Wilkesboro, NC – Not so long ago, I thought I would never have a permanent home. You know what I mean: a house that is THEE house to be your haven, your safety, and comfort through the years. No matter what, that one building was YOUR building, your FAMILY’S building. – Your LAND.

Words like mortgage and insurance, financing, and many others frighten me.

I do not understand them, nor have I ever tried to understand.

I mean, I understood the definition of the terms; however, I lacked any absolute conviction in grasping their magnitude.
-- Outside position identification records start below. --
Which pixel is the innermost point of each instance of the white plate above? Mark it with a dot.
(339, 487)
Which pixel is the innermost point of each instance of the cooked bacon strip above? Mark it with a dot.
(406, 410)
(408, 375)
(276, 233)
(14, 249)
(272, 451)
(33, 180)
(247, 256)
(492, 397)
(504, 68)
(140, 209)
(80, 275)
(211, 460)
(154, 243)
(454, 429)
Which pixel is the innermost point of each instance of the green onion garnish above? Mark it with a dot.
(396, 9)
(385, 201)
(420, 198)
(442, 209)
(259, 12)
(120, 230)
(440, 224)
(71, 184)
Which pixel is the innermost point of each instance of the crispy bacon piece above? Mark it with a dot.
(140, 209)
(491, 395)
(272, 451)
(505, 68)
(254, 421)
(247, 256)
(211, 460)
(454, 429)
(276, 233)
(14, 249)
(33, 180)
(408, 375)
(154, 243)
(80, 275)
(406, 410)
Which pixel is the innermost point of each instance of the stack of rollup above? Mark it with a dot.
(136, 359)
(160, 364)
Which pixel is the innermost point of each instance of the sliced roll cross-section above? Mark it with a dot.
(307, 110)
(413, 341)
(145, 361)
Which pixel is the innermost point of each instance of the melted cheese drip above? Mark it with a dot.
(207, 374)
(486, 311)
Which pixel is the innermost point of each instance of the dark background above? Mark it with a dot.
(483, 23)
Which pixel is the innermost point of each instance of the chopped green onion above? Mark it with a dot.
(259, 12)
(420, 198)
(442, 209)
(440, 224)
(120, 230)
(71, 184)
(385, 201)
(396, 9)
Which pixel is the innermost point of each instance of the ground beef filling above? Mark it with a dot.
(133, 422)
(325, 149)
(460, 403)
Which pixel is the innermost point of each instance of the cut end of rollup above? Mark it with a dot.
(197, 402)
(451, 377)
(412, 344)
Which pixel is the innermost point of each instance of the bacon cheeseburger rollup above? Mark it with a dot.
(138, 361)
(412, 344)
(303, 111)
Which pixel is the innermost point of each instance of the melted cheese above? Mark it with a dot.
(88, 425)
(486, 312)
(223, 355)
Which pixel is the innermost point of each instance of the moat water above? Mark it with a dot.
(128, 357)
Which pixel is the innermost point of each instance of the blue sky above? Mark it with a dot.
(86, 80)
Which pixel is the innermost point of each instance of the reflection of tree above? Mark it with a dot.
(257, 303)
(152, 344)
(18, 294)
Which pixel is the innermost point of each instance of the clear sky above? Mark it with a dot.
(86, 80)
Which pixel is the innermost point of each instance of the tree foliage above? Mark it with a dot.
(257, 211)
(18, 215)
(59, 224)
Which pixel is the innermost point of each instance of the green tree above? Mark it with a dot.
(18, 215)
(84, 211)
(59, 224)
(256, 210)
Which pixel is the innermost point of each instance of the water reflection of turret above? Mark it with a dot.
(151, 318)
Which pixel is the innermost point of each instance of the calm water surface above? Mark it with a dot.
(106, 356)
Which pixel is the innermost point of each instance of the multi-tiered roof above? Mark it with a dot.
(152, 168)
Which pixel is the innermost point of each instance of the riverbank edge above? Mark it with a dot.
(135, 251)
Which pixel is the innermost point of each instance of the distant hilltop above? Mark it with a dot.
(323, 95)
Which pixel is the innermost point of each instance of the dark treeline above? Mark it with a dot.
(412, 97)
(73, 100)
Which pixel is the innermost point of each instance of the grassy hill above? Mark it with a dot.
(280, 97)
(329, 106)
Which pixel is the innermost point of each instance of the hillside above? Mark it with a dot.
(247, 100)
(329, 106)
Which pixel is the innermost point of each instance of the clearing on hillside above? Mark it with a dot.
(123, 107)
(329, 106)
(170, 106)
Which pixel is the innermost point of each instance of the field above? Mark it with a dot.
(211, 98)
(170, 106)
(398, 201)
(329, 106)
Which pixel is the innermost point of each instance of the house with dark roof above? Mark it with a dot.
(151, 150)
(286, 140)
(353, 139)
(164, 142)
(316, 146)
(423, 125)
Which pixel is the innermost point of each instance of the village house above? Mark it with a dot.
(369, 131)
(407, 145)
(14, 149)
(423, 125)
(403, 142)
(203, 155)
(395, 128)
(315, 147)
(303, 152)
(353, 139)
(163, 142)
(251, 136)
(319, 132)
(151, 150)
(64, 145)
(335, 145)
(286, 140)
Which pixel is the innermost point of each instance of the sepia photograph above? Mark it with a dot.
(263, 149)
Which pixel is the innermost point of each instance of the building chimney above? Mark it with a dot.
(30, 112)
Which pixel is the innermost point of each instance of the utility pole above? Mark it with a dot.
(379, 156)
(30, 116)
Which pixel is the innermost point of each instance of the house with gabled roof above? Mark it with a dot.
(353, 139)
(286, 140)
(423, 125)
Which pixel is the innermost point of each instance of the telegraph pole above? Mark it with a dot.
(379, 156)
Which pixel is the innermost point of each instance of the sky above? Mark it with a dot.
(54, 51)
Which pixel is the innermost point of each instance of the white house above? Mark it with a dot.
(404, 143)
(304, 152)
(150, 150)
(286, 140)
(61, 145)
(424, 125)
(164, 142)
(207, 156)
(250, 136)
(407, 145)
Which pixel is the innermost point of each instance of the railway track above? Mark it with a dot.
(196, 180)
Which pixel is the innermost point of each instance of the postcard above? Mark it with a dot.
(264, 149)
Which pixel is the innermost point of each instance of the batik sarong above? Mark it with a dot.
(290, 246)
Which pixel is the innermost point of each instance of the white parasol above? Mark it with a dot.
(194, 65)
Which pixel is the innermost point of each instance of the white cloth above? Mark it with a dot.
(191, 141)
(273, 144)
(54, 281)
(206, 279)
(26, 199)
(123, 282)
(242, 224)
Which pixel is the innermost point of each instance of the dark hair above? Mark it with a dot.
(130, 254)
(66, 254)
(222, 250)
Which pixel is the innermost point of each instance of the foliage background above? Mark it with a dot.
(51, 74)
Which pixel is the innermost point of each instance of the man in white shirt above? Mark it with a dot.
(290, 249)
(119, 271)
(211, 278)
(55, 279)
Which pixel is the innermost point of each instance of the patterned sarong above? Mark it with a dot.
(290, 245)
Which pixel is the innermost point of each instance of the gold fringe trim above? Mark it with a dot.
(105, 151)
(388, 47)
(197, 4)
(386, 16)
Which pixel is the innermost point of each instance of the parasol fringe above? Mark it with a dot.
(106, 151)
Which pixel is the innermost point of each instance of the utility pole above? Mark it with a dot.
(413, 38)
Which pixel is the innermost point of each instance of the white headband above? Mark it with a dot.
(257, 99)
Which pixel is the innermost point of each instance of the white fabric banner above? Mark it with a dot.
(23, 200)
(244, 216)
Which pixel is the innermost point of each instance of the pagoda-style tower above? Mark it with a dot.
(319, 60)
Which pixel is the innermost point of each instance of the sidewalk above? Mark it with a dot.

General APRs, fluctuation – The Market! all these things trying to be held onto and controlled as if it were an endangered form of oxygen.

What am I rambling about?

Let’s switch the gears, shall we?

My wife and I bought a home. A log cabin. It is one county over from where we were living before, thirty-plus acres, several “extra” buildings along with the property… and it hit me. THIS IS REAL! My final home.

After parking a vehicle loaded with boxes, and looking at the cabin, I thought, it’s about time. My lips moved a prayer past themselves…

That was one month ago; to the day. Still, we are unpacking boxes (it is amazing how much clothing a person can accumulate when they have a great paying job, don’t like to get rid of things, and, generally, like clothes) cleaning, organizing, and managing… the list can go on.

And there are nine dogs to consider. That is a column in itself. All of it is worth it. Trust me – IT’S WORTH ALL THE WORK AND CONFUSION AND SECOND GUESSES.

Before all these blessings, I was a nobody. Done all ready gone nowhere, beyond wherever, with certainty being a simple fact of NOT knowing which way to turn or proceed. Now, I have a home, finished my second manuscript (my first book was published and made available earlier this year) I’m attending two writing courses, and the most wonderful woman agreed to be my wife… I was even ordained as a Reverend by the biographer and scholar William McKeen, Professor and Chairman, Department of Journalism at Boston University.



That is not what this piece of prose is about.

I owe many thanks to those that kept me unsafe, the ones that tolerated me, and the ones that knew it would all work itself out.

I dedicate all I have done and will do, to the days and months, and years to come.